To determine the extent to which the expression of ornamentation is linked to the social complexity at the between-group level in primates, we conducted comparative analyses relating the degree of sexual dimorphism in ornament expression (i.e., sexually selected status badges or quality indicators) to proxies of social complexity, such as home range overlap or intergroup encounter rates.

The rate of between-group encounters is often used to quantify the pressure exerted by outsiders (Ashton et al., 2020; Lemoine et al., 2020; Mosser & Packer, 2009). Home range overlap, which often results from multiple groups accessing spatially dispersed resources, could also be conceived as a quantitative measure of the prevalence/risk/probability of intrusions by neighboring groups and, by inference, as a proxy of inter-group competition (Crofoot, 2007; Grueter, 2013). That home range overlap reflects the frequency of mating competition is exemplified in colobine primates by greater sexual size dimorphism (a generally good indicator of male-male competition (Plavcan & van Schaik, 1997)) with more extensive home range overlap (Grueter & van Schaik, 2009). However, home range overlap could equally be suggestive of greater tolerance in some species (Ashton et al., 2020). To shed light on the usefulness of varying home range overlap as an index of mate competition between groups, we tested if the species-specific home range overlap was associated with the percentage of encounters that are agonistic. Irrespective of its role in competition, home range overlap can also be understood as a proxy of the extent of socio-spatial complexity at the intergroup level. In contrast to species with fixed territorial boundaries, primates with vastly overlapping home ranges are expected to regularly monitor the movements of groups in their vicinity and often encounter unfamiliar individuals that could pose serious threats to them (Grueter, 2015).

In sum, the aims of this study are to test the following hypotheses in a large sample of primate species: (1) Ornamentation is positively associated with both home range overlap and inter-group encounter rates (while controlling for variables previously shown to correlate with ornamentation, viz. group size and sexual size dimorphism; (Grueter et al., 2015)); (2) Species with greater home range overlap are characterized by a higher percentage of agonistic inter-group encounters.

Materials and methods

Data collection

We collated information from the literature on home range overlap, inter-group encounter rates, the percentage of agonistic inter-group encounters, and sexual dimorphism in size and ornamentation for a large sample of primate species (both prosimian and anthropoid). Home range overlap was defined as the percentage of a group’s total range that is shared with neighboring groups. Encounter rate refers to the number of encounters between the focal group and neighboring groups per day. Agonistic encounters were defined as encounters that include any of the following behavioral elements: physical altercations, displays, avoidance, displacement, vigilance, and vocal exchanges.

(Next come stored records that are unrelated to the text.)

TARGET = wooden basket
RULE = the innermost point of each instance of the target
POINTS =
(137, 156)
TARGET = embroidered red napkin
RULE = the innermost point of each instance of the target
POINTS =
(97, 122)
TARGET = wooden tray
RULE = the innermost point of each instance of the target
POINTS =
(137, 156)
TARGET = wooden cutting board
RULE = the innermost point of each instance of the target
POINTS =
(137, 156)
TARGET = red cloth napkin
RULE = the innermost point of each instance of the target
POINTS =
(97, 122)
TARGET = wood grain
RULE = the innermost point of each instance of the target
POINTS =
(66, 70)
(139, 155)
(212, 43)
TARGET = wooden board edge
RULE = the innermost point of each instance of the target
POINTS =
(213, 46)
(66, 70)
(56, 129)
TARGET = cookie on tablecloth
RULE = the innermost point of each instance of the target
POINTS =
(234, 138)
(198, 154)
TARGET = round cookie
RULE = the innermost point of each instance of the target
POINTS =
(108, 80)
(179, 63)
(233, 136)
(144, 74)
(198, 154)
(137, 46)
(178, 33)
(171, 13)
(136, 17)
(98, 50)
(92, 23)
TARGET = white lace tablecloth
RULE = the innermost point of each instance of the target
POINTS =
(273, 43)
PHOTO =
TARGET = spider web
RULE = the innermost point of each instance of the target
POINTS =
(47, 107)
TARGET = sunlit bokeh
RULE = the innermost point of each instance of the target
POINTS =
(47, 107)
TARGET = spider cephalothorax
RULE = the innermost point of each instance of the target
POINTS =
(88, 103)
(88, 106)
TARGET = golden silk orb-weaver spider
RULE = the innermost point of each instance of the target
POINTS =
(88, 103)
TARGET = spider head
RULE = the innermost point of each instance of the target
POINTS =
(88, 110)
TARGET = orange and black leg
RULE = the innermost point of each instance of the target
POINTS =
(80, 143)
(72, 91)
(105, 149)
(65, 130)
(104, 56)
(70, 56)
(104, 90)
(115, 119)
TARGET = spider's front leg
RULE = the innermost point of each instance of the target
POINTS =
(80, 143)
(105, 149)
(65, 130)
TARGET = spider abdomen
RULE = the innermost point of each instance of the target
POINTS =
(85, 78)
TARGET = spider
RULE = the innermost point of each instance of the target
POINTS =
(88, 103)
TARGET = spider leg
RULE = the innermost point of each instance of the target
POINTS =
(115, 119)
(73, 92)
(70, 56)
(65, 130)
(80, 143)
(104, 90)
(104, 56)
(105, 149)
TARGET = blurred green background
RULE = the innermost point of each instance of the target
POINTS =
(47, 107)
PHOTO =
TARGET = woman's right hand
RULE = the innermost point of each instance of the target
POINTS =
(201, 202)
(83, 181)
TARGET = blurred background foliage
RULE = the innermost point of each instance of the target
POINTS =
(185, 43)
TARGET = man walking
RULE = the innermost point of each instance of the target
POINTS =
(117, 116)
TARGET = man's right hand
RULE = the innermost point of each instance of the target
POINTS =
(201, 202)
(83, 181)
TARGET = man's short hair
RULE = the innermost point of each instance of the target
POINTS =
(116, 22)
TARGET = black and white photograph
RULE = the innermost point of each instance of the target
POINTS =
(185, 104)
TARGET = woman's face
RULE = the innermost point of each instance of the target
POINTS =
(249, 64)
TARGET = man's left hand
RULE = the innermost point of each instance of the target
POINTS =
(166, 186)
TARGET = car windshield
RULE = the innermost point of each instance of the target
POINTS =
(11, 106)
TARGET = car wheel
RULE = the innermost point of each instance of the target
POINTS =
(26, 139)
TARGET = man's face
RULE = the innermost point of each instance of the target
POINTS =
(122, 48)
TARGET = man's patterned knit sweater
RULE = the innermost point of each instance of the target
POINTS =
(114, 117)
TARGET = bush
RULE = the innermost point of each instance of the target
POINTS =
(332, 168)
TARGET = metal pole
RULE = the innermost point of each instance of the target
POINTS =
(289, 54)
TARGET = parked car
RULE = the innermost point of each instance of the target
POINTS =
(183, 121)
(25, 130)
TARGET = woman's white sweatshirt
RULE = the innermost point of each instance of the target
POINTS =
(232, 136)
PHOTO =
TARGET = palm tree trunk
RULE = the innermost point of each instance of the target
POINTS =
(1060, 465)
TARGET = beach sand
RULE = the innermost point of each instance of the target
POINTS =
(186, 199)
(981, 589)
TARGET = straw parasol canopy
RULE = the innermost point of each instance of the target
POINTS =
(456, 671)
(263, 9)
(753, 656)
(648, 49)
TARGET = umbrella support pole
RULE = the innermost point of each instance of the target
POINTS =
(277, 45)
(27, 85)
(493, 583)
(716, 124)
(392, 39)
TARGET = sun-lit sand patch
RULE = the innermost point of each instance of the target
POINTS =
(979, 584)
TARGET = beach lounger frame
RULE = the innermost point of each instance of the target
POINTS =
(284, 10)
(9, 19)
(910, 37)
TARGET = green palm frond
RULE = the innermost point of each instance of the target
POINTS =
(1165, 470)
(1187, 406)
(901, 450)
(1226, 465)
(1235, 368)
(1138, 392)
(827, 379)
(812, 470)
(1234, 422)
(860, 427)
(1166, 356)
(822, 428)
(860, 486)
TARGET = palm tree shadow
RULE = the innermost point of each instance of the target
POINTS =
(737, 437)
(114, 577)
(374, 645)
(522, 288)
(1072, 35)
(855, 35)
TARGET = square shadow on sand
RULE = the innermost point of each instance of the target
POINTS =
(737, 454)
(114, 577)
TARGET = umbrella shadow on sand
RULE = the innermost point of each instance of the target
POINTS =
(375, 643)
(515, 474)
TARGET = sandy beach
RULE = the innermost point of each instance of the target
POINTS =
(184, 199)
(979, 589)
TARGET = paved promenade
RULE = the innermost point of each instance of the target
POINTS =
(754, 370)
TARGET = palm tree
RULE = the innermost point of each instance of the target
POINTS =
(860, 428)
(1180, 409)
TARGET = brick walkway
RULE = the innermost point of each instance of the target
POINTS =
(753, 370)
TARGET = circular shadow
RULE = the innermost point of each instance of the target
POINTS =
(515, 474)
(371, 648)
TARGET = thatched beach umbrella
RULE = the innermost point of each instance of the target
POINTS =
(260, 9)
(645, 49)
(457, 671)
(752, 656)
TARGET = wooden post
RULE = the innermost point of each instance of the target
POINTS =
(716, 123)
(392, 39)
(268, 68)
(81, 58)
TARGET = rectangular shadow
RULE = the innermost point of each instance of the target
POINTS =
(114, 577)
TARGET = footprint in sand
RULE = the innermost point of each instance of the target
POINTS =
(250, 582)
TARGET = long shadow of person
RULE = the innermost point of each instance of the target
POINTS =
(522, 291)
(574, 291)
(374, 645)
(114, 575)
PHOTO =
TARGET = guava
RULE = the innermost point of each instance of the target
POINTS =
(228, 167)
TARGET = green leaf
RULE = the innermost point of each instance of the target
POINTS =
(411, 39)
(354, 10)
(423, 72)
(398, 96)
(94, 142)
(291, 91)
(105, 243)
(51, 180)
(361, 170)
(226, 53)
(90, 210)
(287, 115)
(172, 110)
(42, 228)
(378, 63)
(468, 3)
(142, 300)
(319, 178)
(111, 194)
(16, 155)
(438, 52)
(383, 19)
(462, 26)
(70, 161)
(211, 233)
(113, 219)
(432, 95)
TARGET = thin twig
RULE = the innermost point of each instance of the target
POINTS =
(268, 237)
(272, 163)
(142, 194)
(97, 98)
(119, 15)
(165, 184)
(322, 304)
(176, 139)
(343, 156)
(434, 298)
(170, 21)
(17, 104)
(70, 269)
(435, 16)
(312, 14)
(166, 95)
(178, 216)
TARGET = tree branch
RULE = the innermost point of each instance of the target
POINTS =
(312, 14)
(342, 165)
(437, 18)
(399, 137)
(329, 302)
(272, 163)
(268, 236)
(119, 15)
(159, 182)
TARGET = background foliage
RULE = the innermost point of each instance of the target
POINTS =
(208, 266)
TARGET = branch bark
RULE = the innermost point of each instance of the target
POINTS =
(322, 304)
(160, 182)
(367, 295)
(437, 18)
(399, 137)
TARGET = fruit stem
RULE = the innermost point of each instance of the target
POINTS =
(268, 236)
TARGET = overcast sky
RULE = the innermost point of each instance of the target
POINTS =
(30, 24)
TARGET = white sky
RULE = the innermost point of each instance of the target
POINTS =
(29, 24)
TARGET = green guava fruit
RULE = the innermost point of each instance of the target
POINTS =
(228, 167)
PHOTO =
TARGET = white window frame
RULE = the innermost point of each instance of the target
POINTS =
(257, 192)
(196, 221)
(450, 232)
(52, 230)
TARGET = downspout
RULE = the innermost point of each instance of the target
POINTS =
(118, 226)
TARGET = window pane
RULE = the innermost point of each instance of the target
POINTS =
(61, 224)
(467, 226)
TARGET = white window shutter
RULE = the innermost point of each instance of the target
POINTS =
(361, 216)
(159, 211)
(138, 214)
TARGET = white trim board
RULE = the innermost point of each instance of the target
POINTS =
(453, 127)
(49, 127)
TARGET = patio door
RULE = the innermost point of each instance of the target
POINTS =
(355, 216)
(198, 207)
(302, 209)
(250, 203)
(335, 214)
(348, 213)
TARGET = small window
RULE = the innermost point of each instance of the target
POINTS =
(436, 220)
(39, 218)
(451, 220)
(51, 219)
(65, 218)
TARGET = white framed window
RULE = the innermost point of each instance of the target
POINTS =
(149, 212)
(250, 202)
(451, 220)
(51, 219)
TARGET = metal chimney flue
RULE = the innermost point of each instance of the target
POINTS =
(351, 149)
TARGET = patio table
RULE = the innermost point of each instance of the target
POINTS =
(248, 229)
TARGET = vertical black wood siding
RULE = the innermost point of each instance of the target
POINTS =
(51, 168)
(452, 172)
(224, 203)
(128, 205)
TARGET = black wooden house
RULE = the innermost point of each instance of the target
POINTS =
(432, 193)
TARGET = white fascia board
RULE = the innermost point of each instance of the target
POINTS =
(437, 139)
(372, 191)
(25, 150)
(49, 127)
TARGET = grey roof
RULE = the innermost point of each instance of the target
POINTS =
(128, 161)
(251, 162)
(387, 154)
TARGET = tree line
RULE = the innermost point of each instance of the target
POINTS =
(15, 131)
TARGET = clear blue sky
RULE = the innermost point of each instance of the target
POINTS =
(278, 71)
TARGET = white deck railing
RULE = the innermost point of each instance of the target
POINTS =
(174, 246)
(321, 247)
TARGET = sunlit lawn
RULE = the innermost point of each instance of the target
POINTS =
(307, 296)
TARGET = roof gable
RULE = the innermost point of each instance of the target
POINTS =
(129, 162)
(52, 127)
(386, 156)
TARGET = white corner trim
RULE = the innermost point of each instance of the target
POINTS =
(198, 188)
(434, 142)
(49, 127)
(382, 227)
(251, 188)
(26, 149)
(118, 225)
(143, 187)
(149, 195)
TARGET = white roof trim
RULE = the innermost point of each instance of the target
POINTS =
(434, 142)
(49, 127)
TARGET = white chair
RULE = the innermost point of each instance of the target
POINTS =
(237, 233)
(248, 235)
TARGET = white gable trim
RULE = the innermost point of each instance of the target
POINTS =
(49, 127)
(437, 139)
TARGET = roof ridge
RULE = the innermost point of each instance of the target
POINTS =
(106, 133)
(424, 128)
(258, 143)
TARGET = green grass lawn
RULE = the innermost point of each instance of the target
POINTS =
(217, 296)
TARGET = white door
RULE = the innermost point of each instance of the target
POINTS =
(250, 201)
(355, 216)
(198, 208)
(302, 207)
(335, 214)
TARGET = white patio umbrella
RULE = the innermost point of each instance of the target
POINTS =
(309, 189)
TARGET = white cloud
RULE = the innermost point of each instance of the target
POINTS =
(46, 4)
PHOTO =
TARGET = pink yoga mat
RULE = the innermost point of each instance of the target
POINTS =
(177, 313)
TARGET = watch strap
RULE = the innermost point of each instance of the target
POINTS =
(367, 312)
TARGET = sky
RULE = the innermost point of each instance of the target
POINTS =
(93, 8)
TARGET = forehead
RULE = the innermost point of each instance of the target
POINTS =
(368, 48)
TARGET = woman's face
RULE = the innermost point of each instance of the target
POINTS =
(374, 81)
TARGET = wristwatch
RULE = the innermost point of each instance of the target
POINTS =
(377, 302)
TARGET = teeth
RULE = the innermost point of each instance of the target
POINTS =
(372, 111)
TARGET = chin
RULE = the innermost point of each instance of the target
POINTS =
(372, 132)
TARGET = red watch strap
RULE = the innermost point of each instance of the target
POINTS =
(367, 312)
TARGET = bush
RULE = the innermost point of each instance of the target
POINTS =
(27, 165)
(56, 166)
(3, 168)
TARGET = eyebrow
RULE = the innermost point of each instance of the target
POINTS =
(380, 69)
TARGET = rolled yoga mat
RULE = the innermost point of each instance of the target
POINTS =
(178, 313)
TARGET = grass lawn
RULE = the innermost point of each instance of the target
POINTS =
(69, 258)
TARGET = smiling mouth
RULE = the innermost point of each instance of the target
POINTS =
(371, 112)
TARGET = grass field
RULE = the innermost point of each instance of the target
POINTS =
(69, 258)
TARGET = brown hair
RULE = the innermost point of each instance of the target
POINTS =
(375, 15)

Data on home range overlap, inter-group encounter rates and the percentage of agonistic inter-group encounters were compiled predominantly from the peer-reviewed primary literature (to ensure accuracy) and not secondary sources. If the requisite data were available for multiple study sites of the same species, we included these raw data of all species. Data on home range overlap were available for 135 primate species, encounter rates for 99 species, and percentage of agonistic interactions for 71 species, across a total of 144 species with data for at least two of these variables (Figure 1). When collating the data, we disregarded heavily food provisioned populations (e.g., some Japanese macaque groups) and populations in non-native habitats (i.e., Cayo Santiago rhesus macaques). For a study to be included, it had to exceed a duration of 5 months of regular observations. Species with multilevel societies (multiple core units embedded within larger groups, (Grueter et al., 2020)) are characterized by complete range overlap among core units and were given a default between-unit encounter rate of 1 per day. The full dataset containing all variables is provided in the electronic Supporting Information (Supplementary Table 1).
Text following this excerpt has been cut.